Even DeVos doesn’t buy her own nonsense.

While her brother, the war monger Erik Prince, is coming under the scrutiny of Robert Mueller, Betsy DeVos is struggling with a much lower-stakes interrogation. On Sunday, the Secretary of Education appeared on 60 Minutes, which did not go, objectively speaking, well.

DeVos, a billionaire with no teaching or administrative experience, tried to use the interview to push her idea that public schools do better when they're stripped of resources. Interviewer Leslie Stahl pressed DeVos, asking her to back up her claim that when "a lot of choice has been introduced," all schools improve.

DeVos: The studies show that when there's a large number of students that opt to go to a different school or different schools, the traditional public schools, the results actually get better as well.

Stahl: Has that happened in Michigan? We're in Michigan, your home state.
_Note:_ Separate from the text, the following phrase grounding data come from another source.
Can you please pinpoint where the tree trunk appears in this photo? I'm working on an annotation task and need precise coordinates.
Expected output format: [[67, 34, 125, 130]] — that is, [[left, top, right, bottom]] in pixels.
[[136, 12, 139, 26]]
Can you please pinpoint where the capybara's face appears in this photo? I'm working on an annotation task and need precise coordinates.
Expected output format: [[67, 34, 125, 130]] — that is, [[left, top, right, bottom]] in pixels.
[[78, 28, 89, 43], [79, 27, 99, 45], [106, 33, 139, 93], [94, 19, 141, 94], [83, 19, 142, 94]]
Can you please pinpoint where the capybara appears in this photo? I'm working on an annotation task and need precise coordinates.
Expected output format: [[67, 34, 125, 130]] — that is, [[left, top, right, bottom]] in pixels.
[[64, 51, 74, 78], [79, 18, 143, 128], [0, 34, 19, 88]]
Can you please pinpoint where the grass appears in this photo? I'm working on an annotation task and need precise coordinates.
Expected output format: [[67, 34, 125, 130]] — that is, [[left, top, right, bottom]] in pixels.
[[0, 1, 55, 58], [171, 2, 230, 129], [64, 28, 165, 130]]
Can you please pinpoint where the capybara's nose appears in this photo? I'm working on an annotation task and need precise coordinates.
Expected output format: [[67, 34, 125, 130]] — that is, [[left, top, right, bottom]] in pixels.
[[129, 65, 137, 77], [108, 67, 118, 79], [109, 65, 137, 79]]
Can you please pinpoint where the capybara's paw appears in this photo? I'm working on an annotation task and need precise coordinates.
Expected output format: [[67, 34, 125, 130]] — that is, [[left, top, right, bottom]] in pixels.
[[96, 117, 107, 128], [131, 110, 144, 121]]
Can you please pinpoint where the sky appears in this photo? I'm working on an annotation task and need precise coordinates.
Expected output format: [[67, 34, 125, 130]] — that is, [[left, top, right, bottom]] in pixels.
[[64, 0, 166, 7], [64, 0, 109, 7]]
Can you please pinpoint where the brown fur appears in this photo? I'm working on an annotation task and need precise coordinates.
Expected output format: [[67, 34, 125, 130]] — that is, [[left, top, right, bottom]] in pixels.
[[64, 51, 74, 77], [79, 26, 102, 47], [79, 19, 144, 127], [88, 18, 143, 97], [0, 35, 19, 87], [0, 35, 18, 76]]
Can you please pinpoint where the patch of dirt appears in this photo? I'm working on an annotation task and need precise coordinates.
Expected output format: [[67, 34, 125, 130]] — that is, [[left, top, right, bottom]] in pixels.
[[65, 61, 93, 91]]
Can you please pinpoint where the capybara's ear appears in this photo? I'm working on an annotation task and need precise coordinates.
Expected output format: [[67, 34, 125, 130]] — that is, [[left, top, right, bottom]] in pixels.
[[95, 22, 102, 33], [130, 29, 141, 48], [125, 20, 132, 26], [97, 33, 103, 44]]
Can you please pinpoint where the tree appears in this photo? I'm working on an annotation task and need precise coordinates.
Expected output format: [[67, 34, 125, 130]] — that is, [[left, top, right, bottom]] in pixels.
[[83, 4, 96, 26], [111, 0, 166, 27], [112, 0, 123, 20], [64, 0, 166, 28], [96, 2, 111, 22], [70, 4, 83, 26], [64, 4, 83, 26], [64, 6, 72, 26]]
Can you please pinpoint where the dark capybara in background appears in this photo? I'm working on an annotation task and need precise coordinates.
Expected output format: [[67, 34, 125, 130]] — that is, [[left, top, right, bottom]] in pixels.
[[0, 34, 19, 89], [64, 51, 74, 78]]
DeVos: Yes! Well, there's lots of great options and choices for students here in—

Stahl: Have the public schools in Michigan gotten better?
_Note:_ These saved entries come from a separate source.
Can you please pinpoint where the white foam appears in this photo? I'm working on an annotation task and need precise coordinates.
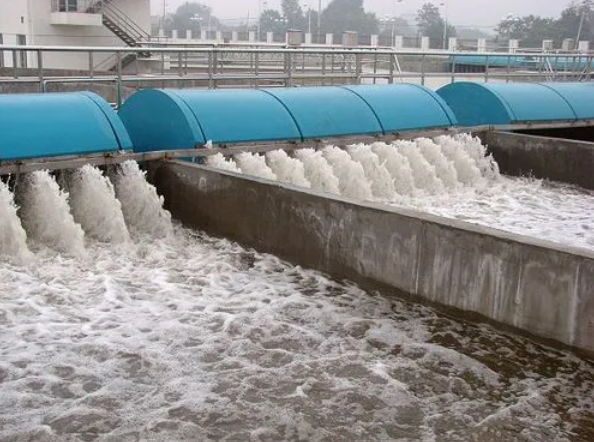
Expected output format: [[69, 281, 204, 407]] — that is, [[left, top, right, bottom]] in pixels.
[[0, 180, 30, 261], [347, 143, 397, 200], [111, 161, 173, 238], [266, 150, 311, 188], [393, 139, 445, 195], [205, 153, 241, 173], [322, 145, 373, 200], [15, 171, 85, 255], [68, 165, 129, 243], [294, 148, 340, 195], [415, 137, 460, 188], [371, 142, 416, 196], [235, 152, 277, 181]]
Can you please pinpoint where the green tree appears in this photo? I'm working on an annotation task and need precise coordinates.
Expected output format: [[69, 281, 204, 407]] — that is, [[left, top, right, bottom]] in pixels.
[[282, 0, 305, 29], [260, 9, 288, 34], [416, 3, 456, 48], [170, 2, 219, 33], [556, 0, 594, 43], [321, 0, 379, 35]]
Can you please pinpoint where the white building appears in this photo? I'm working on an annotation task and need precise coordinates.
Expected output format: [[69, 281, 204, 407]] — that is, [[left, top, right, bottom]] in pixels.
[[0, 0, 151, 70]]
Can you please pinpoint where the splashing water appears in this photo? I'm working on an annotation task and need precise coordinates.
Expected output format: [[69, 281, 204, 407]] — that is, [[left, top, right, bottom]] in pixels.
[[111, 161, 173, 238], [293, 148, 340, 195], [322, 146, 373, 200], [68, 165, 129, 243], [415, 138, 460, 189], [0, 180, 30, 261], [455, 133, 500, 181], [433, 135, 486, 186], [371, 142, 416, 196], [394, 139, 445, 195], [205, 153, 241, 173], [265, 150, 311, 188], [15, 171, 85, 255], [235, 152, 277, 181], [347, 143, 397, 200]]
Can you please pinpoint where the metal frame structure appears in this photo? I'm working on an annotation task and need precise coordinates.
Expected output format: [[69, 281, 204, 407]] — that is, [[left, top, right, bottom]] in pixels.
[[2, 119, 594, 176], [1, 44, 592, 108]]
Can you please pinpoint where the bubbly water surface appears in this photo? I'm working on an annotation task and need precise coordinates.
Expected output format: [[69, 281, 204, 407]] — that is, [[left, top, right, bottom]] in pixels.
[[0, 162, 593, 441], [208, 134, 594, 250]]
DeVos: I can't say overall that they have all gotten better.

That's the start of a hard pivot, where suddenly DeVos claims that we can't make any broad statements about schools at all because they're made up of individuals, right after claiming that all public schools do better when they're stripped of funds and students choose to leave them. She follows this up with the startling admission that she has not "intentionally visited" schools that are under-performing, which doesn't do much to support DeVos' argument that she actually gives a damn about schools in general.

It's easy to give DeVos grief for not being better prepared, but that's not entirely fair. Unfortunately for DeVos, we already know what happens when you aggressively defund public schools and try to replace them with barely-regulated, for-profit charter schools, because she fought so hard for that to happen in Michigan. And no amount of preparation could change the fact that her arguments in favor of school choice are complete nonsense. Nikole Hannah-Jones, the MacArthur-winning investigative reporter covering modern day school segregation, points out exactly why the interview was such a struggle for her:

DeVos has been one of Donald Trump's most controversial cabinet appointments, and her refusal to consider evidence that doesn't give her carte blanche to do whatever she wants will no doubt serve her well as she moves to head a federal commission on gun violence in schools.

Just as Trump hasn't suddenly changed into a new and better person as a president, DeVos is exactly who she was before becoming Education Secretary: someone more interested in debt collectors than students. She's spent the last couple decades making it clear she's more invested in dismantling public schools and selling them for parts than in seeing poor or minority students get an education. At least when she was blissfully free of national attention, she could get away with it just by smiling and saying "choice" over and over.